Redid the --trace-mem=yes option of Lackey properly.  Updated some related
stuff along with it, such as the NEWS file.



git-svn-id: svn://svn.valgrind.org/valgrind/trunk@5840 a5019735-40e9-0310-863c-91ae7b9d1cf9
diff --git a/lackey/lk_main.c b/lackey/lk_main.c
index 975fb57..c4f6294 100644
--- a/lackey/lk_main.c
+++ b/lackey/lk_main.c
@@ -51,19 +51,86 @@
 //
 // Specific Details about --trace-mem=yes
 // --------------------------------------
-// The address trace produced by --trace-mem=yes is good, but not perfect;
-// see Section 3.3.7 of Nicholas Nethercote's PhD dissertation "Dynamic
-// Binary Analysis and Instrumentation", 2004, for details about the few
-// loads and stores that it misses, and other caveats about the accuracy of
-// the address trace.
+// Lackey's --trace-mem code is a good starting point for building Valgrind
+// tools that act on memory loads and stores.  It also could be used as is,
+// with its output used as input to a post-mortem processing step.  However,
+// because memory traces can be very large, online analysis is generally
+// better.
 //
-// [Actually, the traces aren't quite right because instructions that modify
-// a memory location are treated like a load followed by a store.]

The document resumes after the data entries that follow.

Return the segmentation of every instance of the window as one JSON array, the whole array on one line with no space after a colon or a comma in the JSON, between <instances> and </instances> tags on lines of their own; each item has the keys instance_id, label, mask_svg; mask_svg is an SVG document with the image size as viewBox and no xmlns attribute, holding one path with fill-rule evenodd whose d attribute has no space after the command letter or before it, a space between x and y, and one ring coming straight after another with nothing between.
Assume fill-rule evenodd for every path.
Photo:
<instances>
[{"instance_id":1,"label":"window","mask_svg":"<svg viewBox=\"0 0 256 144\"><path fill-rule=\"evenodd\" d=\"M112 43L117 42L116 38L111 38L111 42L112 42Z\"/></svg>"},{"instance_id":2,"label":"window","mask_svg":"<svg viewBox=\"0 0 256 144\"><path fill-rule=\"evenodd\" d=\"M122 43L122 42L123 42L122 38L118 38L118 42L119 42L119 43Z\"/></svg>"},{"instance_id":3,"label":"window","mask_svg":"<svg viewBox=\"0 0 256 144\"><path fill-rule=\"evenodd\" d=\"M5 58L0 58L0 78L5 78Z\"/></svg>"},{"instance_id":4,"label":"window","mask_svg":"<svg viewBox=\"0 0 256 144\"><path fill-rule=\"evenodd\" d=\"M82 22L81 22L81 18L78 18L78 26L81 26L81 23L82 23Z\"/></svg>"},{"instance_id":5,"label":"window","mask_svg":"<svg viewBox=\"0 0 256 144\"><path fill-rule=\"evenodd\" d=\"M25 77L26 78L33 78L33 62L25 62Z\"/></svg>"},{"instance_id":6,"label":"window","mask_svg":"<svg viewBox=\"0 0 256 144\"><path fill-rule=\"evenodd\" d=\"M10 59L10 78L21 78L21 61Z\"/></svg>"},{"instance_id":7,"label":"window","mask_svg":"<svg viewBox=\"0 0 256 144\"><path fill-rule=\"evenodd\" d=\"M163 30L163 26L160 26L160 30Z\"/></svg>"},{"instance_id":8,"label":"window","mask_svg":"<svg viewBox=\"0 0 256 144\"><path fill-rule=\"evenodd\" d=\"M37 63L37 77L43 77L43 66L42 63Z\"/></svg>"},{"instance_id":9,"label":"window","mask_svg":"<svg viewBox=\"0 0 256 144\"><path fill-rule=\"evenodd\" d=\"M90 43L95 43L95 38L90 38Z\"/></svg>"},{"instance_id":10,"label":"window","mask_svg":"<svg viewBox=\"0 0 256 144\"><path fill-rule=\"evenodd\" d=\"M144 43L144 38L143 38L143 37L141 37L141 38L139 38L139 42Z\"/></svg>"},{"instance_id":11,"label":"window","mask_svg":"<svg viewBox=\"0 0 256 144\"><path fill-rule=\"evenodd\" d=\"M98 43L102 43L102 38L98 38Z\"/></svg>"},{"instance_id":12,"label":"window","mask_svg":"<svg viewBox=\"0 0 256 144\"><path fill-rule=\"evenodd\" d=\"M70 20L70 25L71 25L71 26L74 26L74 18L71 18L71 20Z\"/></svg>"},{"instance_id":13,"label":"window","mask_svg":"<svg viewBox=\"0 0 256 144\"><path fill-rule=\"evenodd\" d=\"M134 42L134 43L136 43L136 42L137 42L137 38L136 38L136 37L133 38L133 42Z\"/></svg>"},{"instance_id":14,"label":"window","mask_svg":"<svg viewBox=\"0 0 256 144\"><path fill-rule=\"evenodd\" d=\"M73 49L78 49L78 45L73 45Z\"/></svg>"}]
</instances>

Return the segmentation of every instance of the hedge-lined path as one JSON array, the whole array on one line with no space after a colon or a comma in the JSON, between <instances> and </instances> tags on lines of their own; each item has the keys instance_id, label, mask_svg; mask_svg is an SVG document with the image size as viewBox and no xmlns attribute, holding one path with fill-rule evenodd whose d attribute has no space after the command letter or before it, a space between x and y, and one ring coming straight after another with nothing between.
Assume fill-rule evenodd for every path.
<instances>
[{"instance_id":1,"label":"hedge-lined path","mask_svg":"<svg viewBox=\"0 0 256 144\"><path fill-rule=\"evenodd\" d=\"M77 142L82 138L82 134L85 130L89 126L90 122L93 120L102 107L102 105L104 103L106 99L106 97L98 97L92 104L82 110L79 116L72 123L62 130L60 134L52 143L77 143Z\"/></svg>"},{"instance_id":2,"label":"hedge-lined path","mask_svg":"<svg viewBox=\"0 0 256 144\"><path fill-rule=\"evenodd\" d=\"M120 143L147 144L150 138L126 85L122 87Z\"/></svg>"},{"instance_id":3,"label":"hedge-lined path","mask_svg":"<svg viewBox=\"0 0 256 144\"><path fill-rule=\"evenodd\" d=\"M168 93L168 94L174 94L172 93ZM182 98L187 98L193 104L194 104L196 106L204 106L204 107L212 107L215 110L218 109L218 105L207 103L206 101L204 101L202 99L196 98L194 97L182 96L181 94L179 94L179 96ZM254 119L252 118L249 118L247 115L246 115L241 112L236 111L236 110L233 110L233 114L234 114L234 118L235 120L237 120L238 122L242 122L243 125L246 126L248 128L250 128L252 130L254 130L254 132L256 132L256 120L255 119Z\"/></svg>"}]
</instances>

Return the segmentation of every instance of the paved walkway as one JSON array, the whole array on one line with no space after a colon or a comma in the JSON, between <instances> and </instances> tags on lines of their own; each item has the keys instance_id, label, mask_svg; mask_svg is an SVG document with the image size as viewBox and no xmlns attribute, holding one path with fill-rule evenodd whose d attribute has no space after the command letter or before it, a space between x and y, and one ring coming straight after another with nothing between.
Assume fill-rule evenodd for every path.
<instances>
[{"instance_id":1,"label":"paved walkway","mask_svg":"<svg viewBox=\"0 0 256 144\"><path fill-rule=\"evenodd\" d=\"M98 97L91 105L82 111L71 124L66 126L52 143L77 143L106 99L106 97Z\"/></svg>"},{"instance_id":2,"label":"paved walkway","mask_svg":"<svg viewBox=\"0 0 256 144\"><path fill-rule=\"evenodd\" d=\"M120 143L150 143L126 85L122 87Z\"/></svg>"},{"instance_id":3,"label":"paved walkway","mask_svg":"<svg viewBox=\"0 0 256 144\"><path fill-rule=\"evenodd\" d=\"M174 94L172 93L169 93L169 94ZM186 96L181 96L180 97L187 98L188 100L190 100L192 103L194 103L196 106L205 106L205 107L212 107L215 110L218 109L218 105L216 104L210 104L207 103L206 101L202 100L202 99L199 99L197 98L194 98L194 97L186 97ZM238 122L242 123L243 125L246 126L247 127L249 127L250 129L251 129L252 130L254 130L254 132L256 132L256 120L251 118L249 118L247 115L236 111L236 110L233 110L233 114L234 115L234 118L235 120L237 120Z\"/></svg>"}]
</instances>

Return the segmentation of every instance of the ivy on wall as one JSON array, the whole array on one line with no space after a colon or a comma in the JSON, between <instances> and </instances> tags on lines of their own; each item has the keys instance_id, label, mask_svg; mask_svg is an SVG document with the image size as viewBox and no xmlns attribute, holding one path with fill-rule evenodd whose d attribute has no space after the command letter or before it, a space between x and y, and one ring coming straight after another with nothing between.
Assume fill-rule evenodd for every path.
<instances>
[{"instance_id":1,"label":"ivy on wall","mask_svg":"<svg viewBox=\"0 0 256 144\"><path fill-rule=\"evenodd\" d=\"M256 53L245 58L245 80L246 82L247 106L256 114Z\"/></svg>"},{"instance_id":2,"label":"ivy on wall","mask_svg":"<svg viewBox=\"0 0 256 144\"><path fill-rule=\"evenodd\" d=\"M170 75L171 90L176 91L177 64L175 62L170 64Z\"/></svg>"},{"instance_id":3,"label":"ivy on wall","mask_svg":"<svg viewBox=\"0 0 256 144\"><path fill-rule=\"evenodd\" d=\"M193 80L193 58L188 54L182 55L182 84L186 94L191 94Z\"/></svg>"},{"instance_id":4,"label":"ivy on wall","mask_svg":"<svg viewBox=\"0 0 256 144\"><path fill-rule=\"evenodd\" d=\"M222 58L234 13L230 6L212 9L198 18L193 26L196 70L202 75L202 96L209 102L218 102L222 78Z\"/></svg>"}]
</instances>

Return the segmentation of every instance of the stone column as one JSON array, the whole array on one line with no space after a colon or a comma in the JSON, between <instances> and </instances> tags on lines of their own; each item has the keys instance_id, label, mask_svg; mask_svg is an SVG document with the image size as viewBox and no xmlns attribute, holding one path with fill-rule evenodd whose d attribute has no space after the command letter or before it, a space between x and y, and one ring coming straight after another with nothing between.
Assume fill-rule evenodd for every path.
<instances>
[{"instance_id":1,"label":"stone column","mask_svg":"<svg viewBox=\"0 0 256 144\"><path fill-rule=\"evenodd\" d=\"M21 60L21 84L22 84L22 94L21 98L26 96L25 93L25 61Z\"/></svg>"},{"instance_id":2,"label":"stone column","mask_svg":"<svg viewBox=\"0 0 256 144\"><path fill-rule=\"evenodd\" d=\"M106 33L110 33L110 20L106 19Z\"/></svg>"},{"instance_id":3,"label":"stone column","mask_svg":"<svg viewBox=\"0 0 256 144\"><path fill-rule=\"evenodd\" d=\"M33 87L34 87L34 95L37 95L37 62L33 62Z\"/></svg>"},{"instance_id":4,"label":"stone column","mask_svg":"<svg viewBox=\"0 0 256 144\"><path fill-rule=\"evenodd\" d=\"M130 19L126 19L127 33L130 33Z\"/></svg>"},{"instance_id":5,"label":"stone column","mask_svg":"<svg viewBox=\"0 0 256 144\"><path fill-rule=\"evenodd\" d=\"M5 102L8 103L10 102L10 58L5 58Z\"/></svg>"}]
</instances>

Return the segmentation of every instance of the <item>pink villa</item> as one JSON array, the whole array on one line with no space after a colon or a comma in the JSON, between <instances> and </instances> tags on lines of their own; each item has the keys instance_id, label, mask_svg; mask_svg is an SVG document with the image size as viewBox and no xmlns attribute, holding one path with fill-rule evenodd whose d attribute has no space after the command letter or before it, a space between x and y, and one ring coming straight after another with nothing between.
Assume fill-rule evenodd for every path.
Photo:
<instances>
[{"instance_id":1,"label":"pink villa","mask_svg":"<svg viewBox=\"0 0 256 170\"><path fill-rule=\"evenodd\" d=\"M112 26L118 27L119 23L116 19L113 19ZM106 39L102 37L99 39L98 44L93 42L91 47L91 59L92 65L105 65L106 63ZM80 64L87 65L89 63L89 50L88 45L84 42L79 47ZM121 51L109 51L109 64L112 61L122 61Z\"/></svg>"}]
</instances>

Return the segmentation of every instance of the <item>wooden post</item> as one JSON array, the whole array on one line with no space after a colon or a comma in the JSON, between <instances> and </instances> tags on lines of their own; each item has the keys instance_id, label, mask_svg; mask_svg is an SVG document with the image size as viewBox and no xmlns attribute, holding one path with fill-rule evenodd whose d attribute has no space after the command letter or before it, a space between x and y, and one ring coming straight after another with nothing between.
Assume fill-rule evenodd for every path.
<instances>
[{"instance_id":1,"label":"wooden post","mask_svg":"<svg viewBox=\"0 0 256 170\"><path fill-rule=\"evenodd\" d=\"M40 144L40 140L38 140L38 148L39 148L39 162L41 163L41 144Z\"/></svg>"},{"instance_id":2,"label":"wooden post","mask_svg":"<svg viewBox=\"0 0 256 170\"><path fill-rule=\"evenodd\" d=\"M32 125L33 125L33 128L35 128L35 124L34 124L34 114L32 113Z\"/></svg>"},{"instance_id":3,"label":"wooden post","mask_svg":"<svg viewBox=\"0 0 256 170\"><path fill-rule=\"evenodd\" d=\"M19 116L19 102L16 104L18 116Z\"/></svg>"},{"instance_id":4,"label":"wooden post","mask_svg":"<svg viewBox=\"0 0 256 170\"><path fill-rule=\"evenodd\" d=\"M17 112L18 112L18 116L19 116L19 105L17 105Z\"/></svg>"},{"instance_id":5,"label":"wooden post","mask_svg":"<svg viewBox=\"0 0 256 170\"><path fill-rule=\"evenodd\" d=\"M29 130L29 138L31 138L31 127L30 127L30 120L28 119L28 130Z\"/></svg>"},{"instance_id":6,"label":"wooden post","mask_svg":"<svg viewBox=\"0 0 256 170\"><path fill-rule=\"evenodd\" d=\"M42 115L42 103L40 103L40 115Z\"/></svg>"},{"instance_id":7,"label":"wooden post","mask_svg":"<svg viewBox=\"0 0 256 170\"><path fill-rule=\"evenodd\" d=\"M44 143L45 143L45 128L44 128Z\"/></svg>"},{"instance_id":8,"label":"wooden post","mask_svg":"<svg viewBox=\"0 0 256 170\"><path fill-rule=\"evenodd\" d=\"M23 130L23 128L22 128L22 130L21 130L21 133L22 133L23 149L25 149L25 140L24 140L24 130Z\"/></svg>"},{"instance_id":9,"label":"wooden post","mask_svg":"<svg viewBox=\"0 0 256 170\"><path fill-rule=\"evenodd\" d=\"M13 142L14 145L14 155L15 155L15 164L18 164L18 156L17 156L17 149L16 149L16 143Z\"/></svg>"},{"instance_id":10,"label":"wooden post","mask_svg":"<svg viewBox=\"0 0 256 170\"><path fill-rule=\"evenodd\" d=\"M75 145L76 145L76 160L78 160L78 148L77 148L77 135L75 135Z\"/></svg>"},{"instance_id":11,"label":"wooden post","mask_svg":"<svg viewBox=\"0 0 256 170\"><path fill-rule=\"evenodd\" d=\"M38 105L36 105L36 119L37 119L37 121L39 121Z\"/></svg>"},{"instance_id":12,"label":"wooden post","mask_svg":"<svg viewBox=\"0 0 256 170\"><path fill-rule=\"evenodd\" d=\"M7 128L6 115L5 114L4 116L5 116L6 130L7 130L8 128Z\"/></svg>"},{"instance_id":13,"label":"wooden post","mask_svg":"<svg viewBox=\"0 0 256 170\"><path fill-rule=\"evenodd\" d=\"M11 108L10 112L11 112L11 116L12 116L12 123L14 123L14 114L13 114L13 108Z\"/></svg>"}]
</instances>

+// It prints memory data access traces that look like this:
+//
+//   instr   : 0x0023C790, 2  # instruction read at 0x0023C790 of size 2
+//   instr   : 0x0023C792, 5
+//     store : 0xBE80199C, 4  # data store at 0xBE80199C of size 4
+//   instr   : 0x0025242B, 3
+//     load  : 0xBE801950, 4  # data load at 0xBE801950 of size 4
+//   instr   : 0x0023D476, 7
+//     modify: 0x0025747C, 1  # data modify at 0x0025747C of size 1
+//   instr   : 0x0023DC20, 2
+//     load  : 0x00254962, 1
+//     load  : 0xBE801FB3, 1
+//   instr   : 0x00252305, 1
+//     load  : 0x00254AEB, 1
+//     store : 0x00257998, 1
+//
+// Every instruction executed has an "instr" event representing it.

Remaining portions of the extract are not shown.